トランプ政権の閣僚で“狂犬”の異名を取るジェームズ・マティス国防長官(66)が3日、来日し、首相官邸で行われた安倍晋三首相(62)との会談で、日米同盟の重要性を改めて確認。中国が挑発する尖閣諸島の問題では「(米国の防衛義務を規定した日米安全保障条約第5条が)適用される」と明言した。

 マティス氏は米国ワシントン州の出身で、1969年に海兵隊に入隊。91年の湾岸戦争や2001年の米国同時多発テロ後、報復として行われたイラク戦争などで部隊を指揮した。

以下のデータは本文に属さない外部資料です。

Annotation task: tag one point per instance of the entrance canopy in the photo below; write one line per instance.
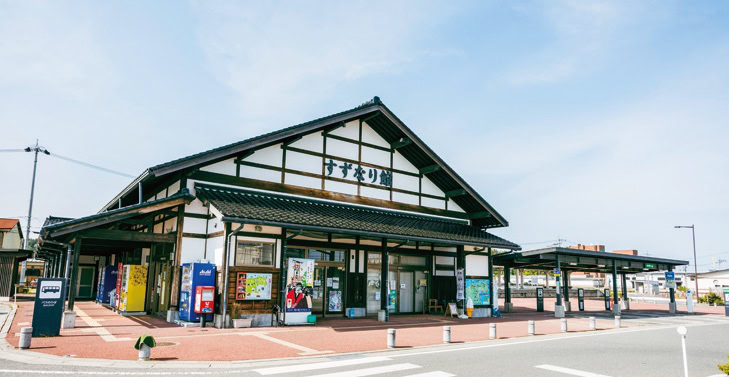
(255, 207)
(584, 260)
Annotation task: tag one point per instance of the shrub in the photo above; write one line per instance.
(724, 368)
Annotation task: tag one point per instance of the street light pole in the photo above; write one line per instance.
(696, 267)
(36, 148)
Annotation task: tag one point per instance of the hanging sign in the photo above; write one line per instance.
(354, 172)
(460, 284)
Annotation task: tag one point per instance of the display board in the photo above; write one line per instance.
(460, 275)
(253, 286)
(478, 291)
(48, 307)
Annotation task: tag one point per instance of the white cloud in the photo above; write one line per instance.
(49, 47)
(580, 35)
(291, 56)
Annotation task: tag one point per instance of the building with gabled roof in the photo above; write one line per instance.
(382, 222)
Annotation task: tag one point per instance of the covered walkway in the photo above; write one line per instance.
(563, 261)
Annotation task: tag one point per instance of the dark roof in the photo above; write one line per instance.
(584, 260)
(367, 104)
(182, 194)
(255, 207)
(52, 220)
(383, 121)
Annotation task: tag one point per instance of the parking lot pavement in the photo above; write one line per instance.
(101, 333)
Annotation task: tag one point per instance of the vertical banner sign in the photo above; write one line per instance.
(48, 307)
(460, 284)
(670, 280)
(299, 287)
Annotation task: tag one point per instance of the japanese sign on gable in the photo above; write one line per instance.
(351, 171)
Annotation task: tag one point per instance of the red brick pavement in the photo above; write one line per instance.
(101, 333)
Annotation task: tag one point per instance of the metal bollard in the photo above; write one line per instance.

 軍人として「アフガンで女性を叩き続ける男を撃つのは楽しい。私は喧嘩は大好きだ!」などといった発言から“狂犬”と呼ばれるようになったがその半面、7000冊の蔵書を持つ無類の読書家としても知られる。

 政府関係者は「マティス氏はトランプ大統領が『彼こそ大将の中の大将』とほれ込んだ人物です。オバマ政権のイラン政策を批判し、13年に退役。米国の法律で、元軍人は国防省の要職に就くのに退役後7年以上経過しなければいけないが、上院で賛成98、反対はわずか1で承認されて国防長官に就任した」。

 会談では、核や大陸間長距離弾道ミサイル(ICBM)の開発を進める北朝鮮情勢についても話し合いが行われた。

 先月、金正恩朝鮮労働党委員長はICBMの発射準備が「最終段階に入った」と主張。トランプ政権は北朝鮮のミサイル問題を深刻に受け止めている。

「北朝鮮は、3月の米韓軍事訓練をけん制してミサイル発射を示唆した。マティス氏は、韓国を対北朝鮮前哨基地にしたい意向がある。正恩氏の暴走が続けば、韓国に米軍の迎撃システム高高度防衛ミサイル(THAAD)を配備する。北朝鮮に対し、軍事攻撃を行う可能性も十分に予想される」(前出の関係者)

 生涯独身を貫くというマティス氏は“戦う修道士”として、批判が圧倒的なトランプ政権の中で唯一、良識派との評価が高い。就任早々の来日で、中国、北朝鮮をけん制したともいえるが、会談では在日米軍駐留経費の負担増に言及はせず。後になって、異名通りにかみついてこなければいいが…。